Transform complex data types
While working with nested data types, Databricks optimizes certain transformations out-of-the-box. The following code examples demonstrate patterns for working with complex and nested data types in Databricks.
Dot notation for accessing nested data
You can use dot notation (.
) to access a nested field.
df.select("column_name.nested_field")
SELECT column_name.nested_field FROM table_name
Select all nested fields
Use the star operator (*
) to select all fields within a given field.
Note
This only unpacks nested fields at the specified depth.
df.select("column_name.*")
SELECT column_name.* FROM table_name
Create a new nested field
Use the struct()
function to create a new nested field.
from pyspark.sql.functions import struct, col
df.select(struct(col("field_to_nest").alias("nested_field")).alias("column_name"))

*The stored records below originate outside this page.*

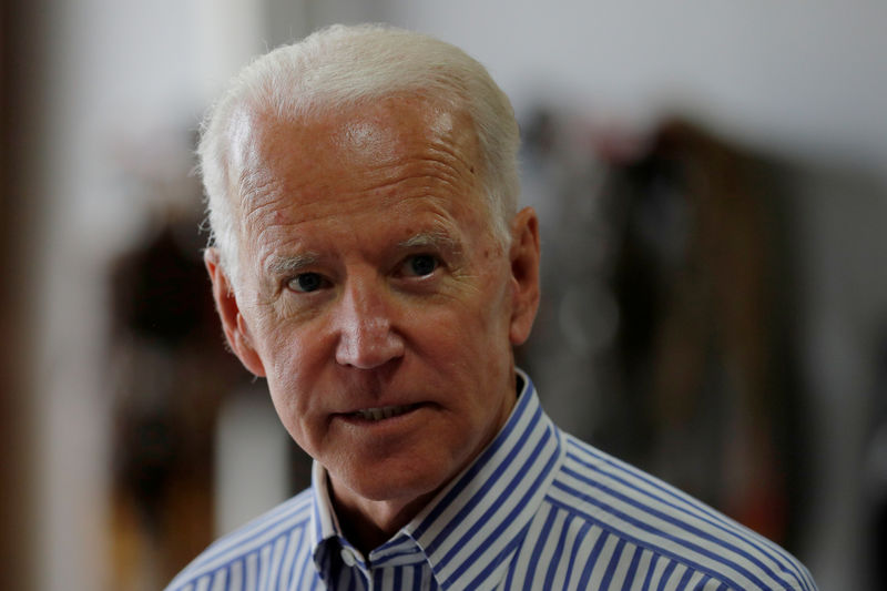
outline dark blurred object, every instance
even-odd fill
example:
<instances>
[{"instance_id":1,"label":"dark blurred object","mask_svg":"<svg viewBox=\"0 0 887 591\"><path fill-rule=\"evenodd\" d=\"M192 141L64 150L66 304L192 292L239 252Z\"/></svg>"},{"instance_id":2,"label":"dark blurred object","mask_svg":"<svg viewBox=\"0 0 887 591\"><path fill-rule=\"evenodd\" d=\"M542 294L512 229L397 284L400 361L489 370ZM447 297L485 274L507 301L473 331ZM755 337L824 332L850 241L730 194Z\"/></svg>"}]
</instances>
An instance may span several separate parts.
<instances>
[{"instance_id":1,"label":"dark blurred object","mask_svg":"<svg viewBox=\"0 0 887 591\"><path fill-rule=\"evenodd\" d=\"M609 191L625 416L604 439L641 441L655 472L791 547L806 421L778 166L671 122Z\"/></svg>"},{"instance_id":2,"label":"dark blurred object","mask_svg":"<svg viewBox=\"0 0 887 591\"><path fill-rule=\"evenodd\" d=\"M42 47L39 4L0 2L0 589L37 585L33 300L43 205L33 171Z\"/></svg>"},{"instance_id":3,"label":"dark blurred object","mask_svg":"<svg viewBox=\"0 0 887 591\"><path fill-rule=\"evenodd\" d=\"M215 534L216 415L248 376L223 347L197 227L165 212L112 274L113 589L161 587Z\"/></svg>"},{"instance_id":4,"label":"dark blurred object","mask_svg":"<svg viewBox=\"0 0 887 591\"><path fill-rule=\"evenodd\" d=\"M639 139L540 111L524 135L543 298L520 363L546 406L793 548L808 458L787 173L682 121Z\"/></svg>"},{"instance_id":5,"label":"dark blurred object","mask_svg":"<svg viewBox=\"0 0 887 591\"><path fill-rule=\"evenodd\" d=\"M866 565L871 589L887 589L887 330L881 332L876 356L870 436L864 469Z\"/></svg>"}]
</instances>

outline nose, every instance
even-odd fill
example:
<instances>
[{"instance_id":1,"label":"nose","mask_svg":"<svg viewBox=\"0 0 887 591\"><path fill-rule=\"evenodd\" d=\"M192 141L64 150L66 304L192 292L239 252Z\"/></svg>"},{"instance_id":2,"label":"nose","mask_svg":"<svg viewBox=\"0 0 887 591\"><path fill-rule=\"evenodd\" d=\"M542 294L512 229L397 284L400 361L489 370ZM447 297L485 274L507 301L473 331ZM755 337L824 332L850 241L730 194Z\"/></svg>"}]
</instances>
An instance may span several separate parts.
<instances>
[{"instance_id":1,"label":"nose","mask_svg":"<svg viewBox=\"0 0 887 591\"><path fill-rule=\"evenodd\" d=\"M402 357L404 340L391 326L392 304L375 279L351 279L336 306L336 361L358 369Z\"/></svg>"}]
</instances>

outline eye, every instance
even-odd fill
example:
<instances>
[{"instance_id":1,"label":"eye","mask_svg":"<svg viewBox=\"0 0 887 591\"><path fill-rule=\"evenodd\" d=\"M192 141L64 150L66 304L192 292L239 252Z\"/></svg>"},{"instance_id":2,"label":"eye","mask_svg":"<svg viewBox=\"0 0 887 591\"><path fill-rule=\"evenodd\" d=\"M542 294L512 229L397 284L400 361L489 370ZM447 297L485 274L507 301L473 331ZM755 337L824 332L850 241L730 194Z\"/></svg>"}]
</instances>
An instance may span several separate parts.
<instances>
[{"instance_id":1,"label":"eye","mask_svg":"<svg viewBox=\"0 0 887 591\"><path fill-rule=\"evenodd\" d=\"M437 259L437 257L430 254L420 254L410 256L407 259L405 264L405 271L408 275L425 277L426 275L434 273L439 266L440 262Z\"/></svg>"},{"instance_id":2,"label":"eye","mask_svg":"<svg viewBox=\"0 0 887 591\"><path fill-rule=\"evenodd\" d=\"M317 273L300 273L287 283L287 287L300 293L316 292L323 286L324 278Z\"/></svg>"}]
</instances>

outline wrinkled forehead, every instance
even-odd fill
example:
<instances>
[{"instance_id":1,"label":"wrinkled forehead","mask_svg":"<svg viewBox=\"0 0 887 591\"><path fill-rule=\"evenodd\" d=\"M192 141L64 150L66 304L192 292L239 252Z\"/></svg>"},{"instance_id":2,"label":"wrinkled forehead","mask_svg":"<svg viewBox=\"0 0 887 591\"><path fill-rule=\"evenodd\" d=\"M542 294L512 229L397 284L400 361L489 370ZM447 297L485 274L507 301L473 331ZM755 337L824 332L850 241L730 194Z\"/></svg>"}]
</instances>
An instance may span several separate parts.
<instances>
[{"instance_id":1,"label":"wrinkled forehead","mask_svg":"<svg viewBox=\"0 0 887 591\"><path fill-rule=\"evenodd\" d=\"M309 110L282 116L243 106L232 118L228 186L237 203L279 179L294 159L341 167L341 174L396 166L399 161L445 155L481 177L480 147L467 112L419 96L389 96L371 103Z\"/></svg>"}]
</instances>

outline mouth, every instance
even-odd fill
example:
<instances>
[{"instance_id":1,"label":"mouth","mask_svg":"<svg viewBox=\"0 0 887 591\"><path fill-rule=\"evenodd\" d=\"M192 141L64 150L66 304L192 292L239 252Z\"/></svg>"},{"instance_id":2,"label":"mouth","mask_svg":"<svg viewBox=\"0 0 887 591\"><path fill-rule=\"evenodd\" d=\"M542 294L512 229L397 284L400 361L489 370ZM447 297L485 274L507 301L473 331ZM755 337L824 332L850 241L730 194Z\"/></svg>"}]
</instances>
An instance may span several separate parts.
<instances>
[{"instance_id":1,"label":"mouth","mask_svg":"<svg viewBox=\"0 0 887 591\"><path fill-rule=\"evenodd\" d=\"M363 419L375 422L378 420L399 417L400 415L405 415L410 410L418 408L419 406L421 405L399 405L399 406L381 406L377 408L363 408L354 412L348 412L345 416L353 419Z\"/></svg>"}]
</instances>

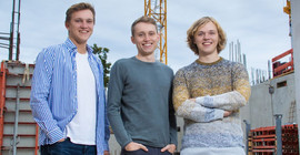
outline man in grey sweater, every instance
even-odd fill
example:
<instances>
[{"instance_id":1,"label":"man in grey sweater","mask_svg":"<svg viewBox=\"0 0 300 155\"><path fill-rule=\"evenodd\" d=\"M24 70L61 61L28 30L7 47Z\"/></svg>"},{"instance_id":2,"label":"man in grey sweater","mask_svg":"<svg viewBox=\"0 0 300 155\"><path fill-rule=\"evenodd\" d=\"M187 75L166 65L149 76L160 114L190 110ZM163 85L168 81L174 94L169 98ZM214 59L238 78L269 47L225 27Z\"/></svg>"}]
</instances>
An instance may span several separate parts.
<instances>
[{"instance_id":1,"label":"man in grey sweater","mask_svg":"<svg viewBox=\"0 0 300 155\"><path fill-rule=\"evenodd\" d=\"M137 19L131 33L138 54L111 69L109 121L122 155L170 155L177 146L173 71L154 59L160 37L152 18Z\"/></svg>"}]
</instances>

SELECT struct(field_to_nest AS nested_field) AS column_name FROM table_name
Nest all fields into a column
Use the star operator (*
) to nest all fields from a data source as a single column.
from pyspark.sql.functions import struct
df.select(struct("*").alias("column_name"))
SELECT struct(*) AS column_name FROM table_name
Select a named field from a nested column
Use square brackets []
to select nested fields from a column.
from pyspark.sql.functions import col
df.select(col("column_name")["field_name"])
SELECT column_name["field_name"] FROM table_name
Explode nested elements from a map or array
Use the explode()
function to unpack values from ARRAY
and MAP
type columns.
ARRAY
columns store values as a list. When unpacked with explode()
, each value becomes a row in the output.
from pyspark.sql.functions import explode
df.select(explode("array_name").alias("column_name"))
SELECT explode(array_name) AS column_name FROM table_name
MAP
columns store values as ordered key-value pairs. When unpacked with explode()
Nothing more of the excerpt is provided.